You can but admire our Lord's command of language.
Here again we have a cliché of our language in the original form.
The example would have hit the Pharisees as well.
Both the camel, which was probably the largest animal they knew of, and the gnat, which would do for the smallest, are unclean in the ceremonial law.
The hyperbole would probably have produced a couple of chuckles in the crowd.
The "more important matters" - "weightier," in the old King James Version, are an echo of the prophet Micah:
(Micah 6:8 NIV)  He has showed you, O man, what is good.
And what does the LORD require of you?
To act justly and to love mercy and to walk humbly with your God.
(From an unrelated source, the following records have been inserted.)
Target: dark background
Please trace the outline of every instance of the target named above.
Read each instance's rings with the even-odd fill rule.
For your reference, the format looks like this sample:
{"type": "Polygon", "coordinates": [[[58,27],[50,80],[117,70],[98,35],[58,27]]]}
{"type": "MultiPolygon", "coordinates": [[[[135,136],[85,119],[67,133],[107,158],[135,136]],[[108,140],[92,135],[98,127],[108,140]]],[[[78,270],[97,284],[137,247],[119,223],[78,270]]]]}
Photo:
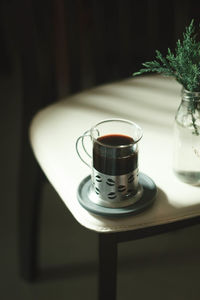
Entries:
{"type": "MultiPolygon", "coordinates": [[[[42,276],[34,283],[20,277],[19,207],[28,209],[26,180],[35,177],[22,165],[24,153],[31,160],[32,115],[71,93],[130,77],[156,49],[173,50],[199,16],[191,0],[0,2],[0,298],[96,299],[96,234],[73,220],[48,183],[40,207],[42,276]]],[[[119,299],[199,299],[199,229],[120,245],[119,299]]]]}

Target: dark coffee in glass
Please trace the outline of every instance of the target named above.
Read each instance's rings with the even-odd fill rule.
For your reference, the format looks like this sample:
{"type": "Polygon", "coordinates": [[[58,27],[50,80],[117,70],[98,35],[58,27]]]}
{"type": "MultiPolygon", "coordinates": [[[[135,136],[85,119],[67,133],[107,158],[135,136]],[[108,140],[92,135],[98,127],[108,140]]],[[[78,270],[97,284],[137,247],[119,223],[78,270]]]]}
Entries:
{"type": "Polygon", "coordinates": [[[138,142],[141,128],[124,119],[103,120],[87,130],[76,142],[80,159],[91,167],[92,202],[104,207],[125,207],[141,194],[138,181],[138,142]],[[85,142],[92,141],[92,156],[85,142]],[[79,151],[88,156],[88,163],[79,151]]]}
{"type": "Polygon", "coordinates": [[[138,166],[138,152],[132,137],[122,134],[100,136],[93,145],[93,167],[104,174],[124,175],[138,166]]]}

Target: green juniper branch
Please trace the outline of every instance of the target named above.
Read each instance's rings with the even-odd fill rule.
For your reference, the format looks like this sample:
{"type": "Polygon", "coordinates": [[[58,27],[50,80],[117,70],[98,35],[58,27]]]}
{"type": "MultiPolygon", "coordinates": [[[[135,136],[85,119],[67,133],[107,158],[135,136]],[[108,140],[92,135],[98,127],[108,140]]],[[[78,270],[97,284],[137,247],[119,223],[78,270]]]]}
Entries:
{"type": "MultiPolygon", "coordinates": [[[[153,61],[142,64],[144,68],[133,73],[133,76],[156,72],[164,76],[174,77],[186,90],[195,92],[200,91],[200,42],[196,41],[194,20],[186,27],[183,33],[183,40],[176,43],[175,53],[168,48],[167,55],[164,57],[160,51],[156,50],[156,57],[153,61]]],[[[195,111],[194,103],[192,111],[195,111]]],[[[195,133],[199,134],[192,121],[195,133]]]]}
{"type": "Polygon", "coordinates": [[[175,77],[188,91],[200,90],[200,42],[194,34],[194,20],[186,27],[183,41],[176,43],[175,54],[168,49],[166,57],[156,50],[156,59],[145,62],[145,68],[133,73],[133,76],[147,72],[157,72],[165,76],[175,77]]]}

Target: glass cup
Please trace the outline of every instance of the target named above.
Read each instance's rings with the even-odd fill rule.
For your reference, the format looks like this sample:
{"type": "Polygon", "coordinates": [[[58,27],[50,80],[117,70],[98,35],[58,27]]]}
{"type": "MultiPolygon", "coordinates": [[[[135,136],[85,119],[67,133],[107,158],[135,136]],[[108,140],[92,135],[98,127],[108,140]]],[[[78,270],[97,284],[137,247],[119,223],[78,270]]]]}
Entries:
{"type": "Polygon", "coordinates": [[[138,183],[138,142],[142,129],[124,119],[103,120],[76,141],[80,159],[91,168],[90,199],[105,207],[124,207],[141,195],[138,183]],[[92,154],[86,147],[92,142],[92,154]],[[83,158],[80,147],[89,162],[83,158]]]}

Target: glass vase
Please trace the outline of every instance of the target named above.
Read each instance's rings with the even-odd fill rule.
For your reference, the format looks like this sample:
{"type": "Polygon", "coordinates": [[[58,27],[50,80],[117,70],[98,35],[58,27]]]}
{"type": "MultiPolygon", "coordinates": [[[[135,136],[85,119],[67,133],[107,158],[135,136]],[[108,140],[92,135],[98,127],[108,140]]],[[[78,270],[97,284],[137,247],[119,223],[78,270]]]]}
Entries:
{"type": "Polygon", "coordinates": [[[200,185],[200,92],[182,89],[174,126],[173,169],[177,177],[200,185]]]}

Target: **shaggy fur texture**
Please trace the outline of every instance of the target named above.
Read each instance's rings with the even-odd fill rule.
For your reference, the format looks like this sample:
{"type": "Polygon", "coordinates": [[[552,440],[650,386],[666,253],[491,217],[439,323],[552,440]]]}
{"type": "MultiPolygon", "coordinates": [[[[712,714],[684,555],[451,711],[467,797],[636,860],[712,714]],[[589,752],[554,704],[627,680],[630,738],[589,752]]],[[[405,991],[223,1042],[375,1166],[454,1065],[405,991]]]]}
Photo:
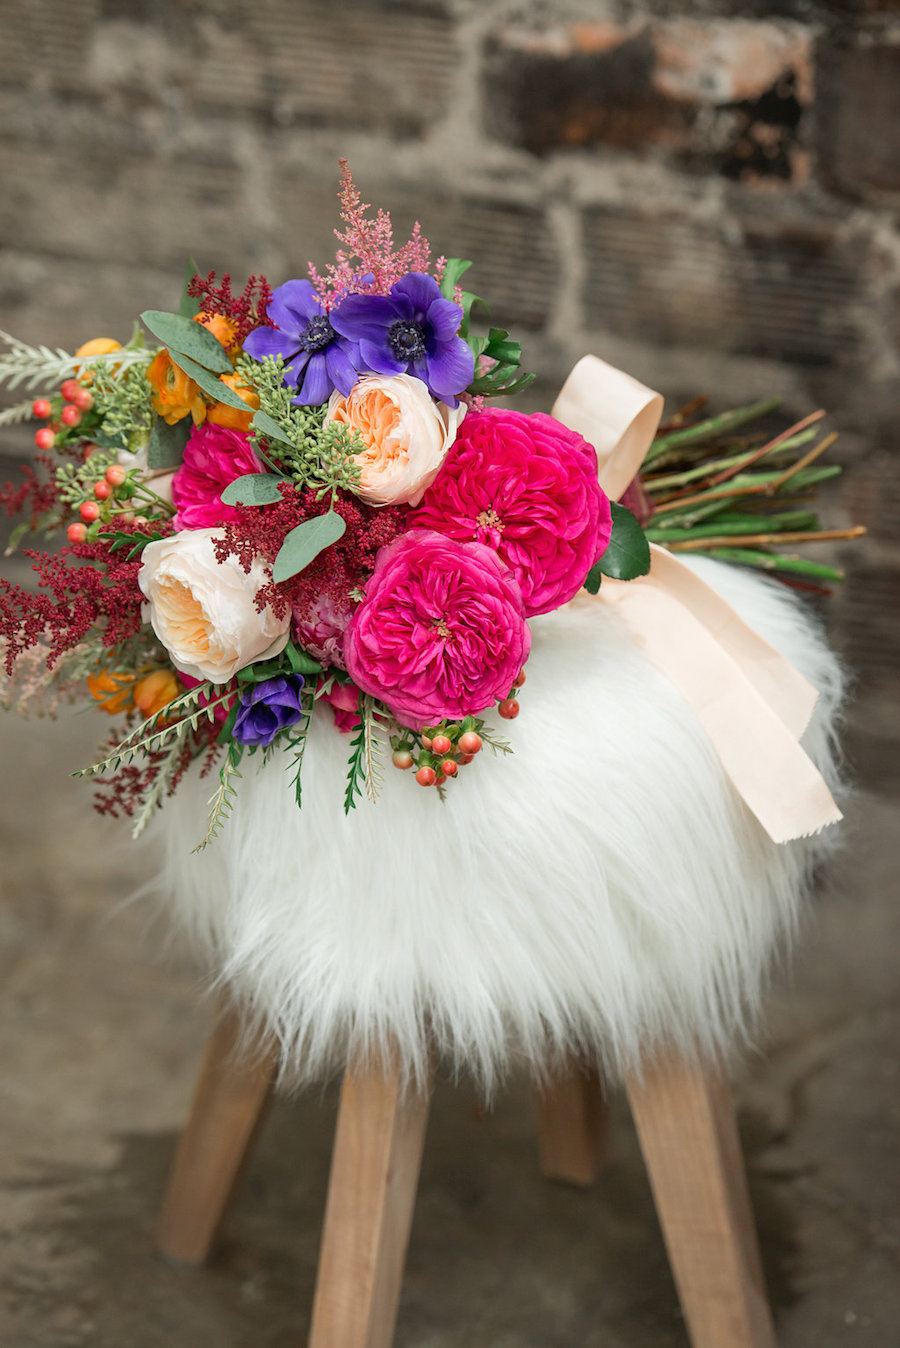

·        /Justice/—we have seen in our own time the growing conviction that our courts do not do justice.
The guilty go free if they can afford a sharp lawyer, and the innocent poor man is too often convicted.
As Oliver Wendell Holmes once reminded a litigant, "This is a court of  law, sir—not a court of justice."
But if this disturbs you, should you not render justice as you can?
We may not expect justice, but we can always try to deliver it.
·        /Mercy—/the balance weight of justice is mercy.
It is a clear point of the New Testament that those who forgive, are forgiven.
But forgiveness is difficult, for it goes against our anger, our lust for vengeance, and so much of our culture.
"Don't get mad, get even," says our culture.
How is one to go against this, unless there is the great love of mercy?
·        /Walking humbly with God/—here is a word picture of faithfulness.
Faith is an action word.
To walk with God is to be faithful to him.
To do so in humility means that you have a clear understanding of who you are—and who God truly is.
We need to check ourselves on these three things.
Let's put it in personal terms:
·        When you have a dispute with someone, are you concerned about getting your way, or resolving the argument fairly?
·        When someone offends you, is it a pleasure to be forgiving, or are you grudging about it?
·        Do you trust God completely, as one in control, or do you barter with him as an equal?